Dominance of Heterogeneous Chemistry in Summertime Nitrate Accumulation: Insights from Oxygen Isotope of Nitrate (δ18O-NO3-)

The role of nitrate in fine-mode particulate (PM2.5) is increasingly important in polluted environments of urban China, although mitigation strategies have focused on NOx (NO + NO2) reductions. Understanding the source and transformation of NOx is crucial for further alleviation of PM pollution in the context of clean air action in China, especially in the North China Plain (NCP) that experiences severe haze pollution.

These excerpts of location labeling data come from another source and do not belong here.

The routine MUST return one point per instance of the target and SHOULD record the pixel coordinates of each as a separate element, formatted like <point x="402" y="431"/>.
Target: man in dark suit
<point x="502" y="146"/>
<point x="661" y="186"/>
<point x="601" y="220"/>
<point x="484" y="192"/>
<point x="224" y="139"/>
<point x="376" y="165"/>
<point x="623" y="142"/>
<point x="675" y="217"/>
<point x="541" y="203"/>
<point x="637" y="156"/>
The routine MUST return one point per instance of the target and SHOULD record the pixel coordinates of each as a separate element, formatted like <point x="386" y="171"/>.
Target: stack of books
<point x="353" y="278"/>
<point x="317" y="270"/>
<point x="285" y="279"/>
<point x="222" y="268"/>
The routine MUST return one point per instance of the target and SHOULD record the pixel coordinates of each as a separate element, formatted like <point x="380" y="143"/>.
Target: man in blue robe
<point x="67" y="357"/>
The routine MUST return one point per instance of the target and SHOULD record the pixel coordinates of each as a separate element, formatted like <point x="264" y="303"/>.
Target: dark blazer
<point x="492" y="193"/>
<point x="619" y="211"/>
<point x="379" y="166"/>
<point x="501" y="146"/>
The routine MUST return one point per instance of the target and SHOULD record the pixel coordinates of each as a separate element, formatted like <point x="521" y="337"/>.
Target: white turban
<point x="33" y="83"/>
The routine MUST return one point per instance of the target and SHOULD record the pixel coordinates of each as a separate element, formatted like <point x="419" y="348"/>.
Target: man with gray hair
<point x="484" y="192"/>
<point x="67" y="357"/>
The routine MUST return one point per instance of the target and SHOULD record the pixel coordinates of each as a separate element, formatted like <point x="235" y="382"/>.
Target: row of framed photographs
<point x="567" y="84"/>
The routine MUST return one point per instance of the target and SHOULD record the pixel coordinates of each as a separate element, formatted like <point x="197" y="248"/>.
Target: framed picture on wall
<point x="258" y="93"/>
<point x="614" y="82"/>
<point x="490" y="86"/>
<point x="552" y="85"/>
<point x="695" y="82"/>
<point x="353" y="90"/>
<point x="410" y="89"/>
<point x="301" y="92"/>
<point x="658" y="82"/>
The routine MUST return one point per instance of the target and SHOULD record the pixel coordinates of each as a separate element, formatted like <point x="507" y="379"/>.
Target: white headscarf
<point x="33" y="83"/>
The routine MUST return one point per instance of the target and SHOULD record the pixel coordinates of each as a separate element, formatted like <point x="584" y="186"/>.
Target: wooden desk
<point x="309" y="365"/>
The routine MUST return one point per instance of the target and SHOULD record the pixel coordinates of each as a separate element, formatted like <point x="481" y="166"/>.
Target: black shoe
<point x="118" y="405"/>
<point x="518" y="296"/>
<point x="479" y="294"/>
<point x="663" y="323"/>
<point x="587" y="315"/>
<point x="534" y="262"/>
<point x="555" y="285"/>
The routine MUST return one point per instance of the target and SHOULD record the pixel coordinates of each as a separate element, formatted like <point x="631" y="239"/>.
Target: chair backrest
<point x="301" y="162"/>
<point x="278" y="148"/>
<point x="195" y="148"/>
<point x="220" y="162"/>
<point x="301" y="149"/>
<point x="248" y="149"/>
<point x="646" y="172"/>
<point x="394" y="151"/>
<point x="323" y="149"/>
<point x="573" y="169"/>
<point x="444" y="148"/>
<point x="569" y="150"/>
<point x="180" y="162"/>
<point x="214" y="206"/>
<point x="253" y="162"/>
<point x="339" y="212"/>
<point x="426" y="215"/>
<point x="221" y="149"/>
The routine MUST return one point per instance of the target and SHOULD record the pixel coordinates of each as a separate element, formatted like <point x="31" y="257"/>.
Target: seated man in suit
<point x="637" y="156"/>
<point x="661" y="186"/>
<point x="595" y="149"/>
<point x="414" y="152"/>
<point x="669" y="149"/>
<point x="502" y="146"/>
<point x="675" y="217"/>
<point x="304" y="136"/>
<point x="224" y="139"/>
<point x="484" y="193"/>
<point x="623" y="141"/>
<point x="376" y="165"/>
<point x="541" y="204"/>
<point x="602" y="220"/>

Daily fine-mode particulate (PM2.5) was collected during summer 2018 (May to August) in urban Jinan. High levels of nitrate (NO3-) were observed (average 6.6 +/- 4.4 mu g/m(-3), from 0.6 to 26.2 mu g/m(-3)), while delta O-18- NO3- in PM2.5 ranged between 53.4 parts per thousand and 83.7 parts per thousand (67.3 +/- 5.0 parts per thousand) during the campaign. In contrast to the previous perspective of strong summertime photochemistry, we suggested that the accumulation of summertime nitrate was sensitive to HNO3 formation, under which the heterogeneous nitrogen chemistry dominated the oxidation of NOx (i.e., uptake of dinitrogen pentoxide). The heterogeneous pathway accounted for approximately 60.9% (uncertainty <1%) of the overall nitrate loadings, evaluated using a simple two-end-member isotopic mixing model. The inferred results can be attributed to the increasing summertime O-3 levels (45.7 ppbv) and substantial aerosol water content (30.5 mu g/m 93 ), which significantly facilitated the nocturnal heterogeneous nitrogen chemistry. The phenomenon that NO3- was sensitive to atmospheric oxidation capacity has been observed over China and other regions worldwide. To alleviate the nitrate pollution, mitigation strategies in the near future should focus on O-3 controls as well as its precursors of NOx and volatile organic compounds (VOCs).